EP on Guantánamo Bay

A recent United Nations report on the United States detention centre in Guantánamo Bay stated what various human rights groups had been saying for a long time: that the conditions in the prison are below standard and the practices carried out there...

A recent United Nations report on the United States detention centre in Guantánamo Bay stated what various human rights groups had been saying for a long time: that the conditions in the prison are below standard and the practices carried out there amount to torture, in clear violation of international human rights law, specifically the convention against torture.

In the wake of this UN report, British Prime Minister Tony Blair came under pressure to urge the US to close the Guantánamo Bay detention camp. One of his Cabinet ministers, Northern Ireland Secretary Peter Hain, told the BBC: "I would prefer that it wasn't there and I would prefer it was closed."

On February 16, the European Parliament adopted a resolution calling on the Bush administration to close down the detention centre, which currently holds 500 persons suspected of terrorism. They have been held for four years in inhuman and degrading conditions amounting to torture.

In their resolution, adopted by 80 votes in favour to one against with one abstention, MEPs call on the US administration to close the detention facility there and insist that every prisoner should be treated in accordance with international humanitarian law and tried without delay in a fair and public hearing by a competent, independent and impartial tribunal. They condemn all forms of torture and ill treatment, and reiterate the need for the US to comply with international law.

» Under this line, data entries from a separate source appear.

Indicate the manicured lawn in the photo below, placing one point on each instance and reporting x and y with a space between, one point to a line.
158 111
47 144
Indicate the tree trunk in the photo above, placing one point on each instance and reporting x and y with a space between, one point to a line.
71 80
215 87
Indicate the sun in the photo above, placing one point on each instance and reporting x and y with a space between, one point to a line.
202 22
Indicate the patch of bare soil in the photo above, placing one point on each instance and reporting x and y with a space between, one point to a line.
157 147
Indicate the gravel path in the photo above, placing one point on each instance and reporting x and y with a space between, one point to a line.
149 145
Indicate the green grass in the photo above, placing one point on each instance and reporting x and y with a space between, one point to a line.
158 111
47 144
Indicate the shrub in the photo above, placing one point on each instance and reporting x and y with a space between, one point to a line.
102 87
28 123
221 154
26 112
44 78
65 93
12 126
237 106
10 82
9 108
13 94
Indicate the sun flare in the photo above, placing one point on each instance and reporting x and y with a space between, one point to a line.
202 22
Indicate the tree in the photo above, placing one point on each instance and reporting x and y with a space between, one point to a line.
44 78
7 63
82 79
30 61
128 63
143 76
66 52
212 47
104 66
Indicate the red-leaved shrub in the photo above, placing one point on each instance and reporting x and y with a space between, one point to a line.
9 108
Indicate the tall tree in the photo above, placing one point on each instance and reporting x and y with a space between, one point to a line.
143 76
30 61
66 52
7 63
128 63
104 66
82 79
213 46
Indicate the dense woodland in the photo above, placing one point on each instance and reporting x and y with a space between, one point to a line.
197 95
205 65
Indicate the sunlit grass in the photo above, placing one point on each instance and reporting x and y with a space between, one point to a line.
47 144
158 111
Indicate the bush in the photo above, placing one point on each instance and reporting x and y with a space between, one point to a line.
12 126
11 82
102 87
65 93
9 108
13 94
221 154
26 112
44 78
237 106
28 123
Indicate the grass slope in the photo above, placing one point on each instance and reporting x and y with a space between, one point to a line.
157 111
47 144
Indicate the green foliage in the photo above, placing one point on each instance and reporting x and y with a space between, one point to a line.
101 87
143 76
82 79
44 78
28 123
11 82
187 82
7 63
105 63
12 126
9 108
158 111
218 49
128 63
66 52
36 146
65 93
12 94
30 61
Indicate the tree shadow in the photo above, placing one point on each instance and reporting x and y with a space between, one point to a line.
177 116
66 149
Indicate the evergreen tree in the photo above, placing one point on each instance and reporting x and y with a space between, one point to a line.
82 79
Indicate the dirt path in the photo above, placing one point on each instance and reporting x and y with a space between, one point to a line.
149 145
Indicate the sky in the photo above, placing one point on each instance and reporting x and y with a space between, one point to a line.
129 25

The MEPs stressed that contemporary terrorism, particularly global terrorism directed against democracies and their populations, poses a threat to the basic and fundamental human rights our societies enjoy. They reiterated that the fight against terrorism, which is one of the priorities of the European Union and a key aspect of its external action, can only be successfully pursued if human rights and civil liberties are fully respected.

It should be noted here that the detention centre at Guantánamo Bay is just the tip of the iceberg. The US also operates detention facilities at Bagram Airbase in Afghanistan, Abu Ghraib and elsewhere in Iraq and has been implicated in the use of secret detention facilities in other countries, also known as 'black sites'. Moreover, claims of rendition flights to countries where torture was practised have been found to be credible by the Council of Europe and the European Parliament.

"Delayed" images from Abu Ghraib show the extent of the abuse that took place there. The images are, as the State Department's legal adviser put it, disgusting.

The war on terror will not be won by the violation of human rights but only through tactful actions in which the fundamental principles on which the US and the EU are based are respected - that of respect for the dignity of all mankind.

The US has another responsibility on its shoulders. Being the world's main superpower, its actions influence the actions of other governments. If it continues to allow torture and other inhuman and degrading treatment to occur under its jurisdiction, it would be encouraging other countries, with human rights records which leave a lot to be desired, the moral justification for continuing in their ways. This is the moral responsibility that the US administration should be keeping in mind.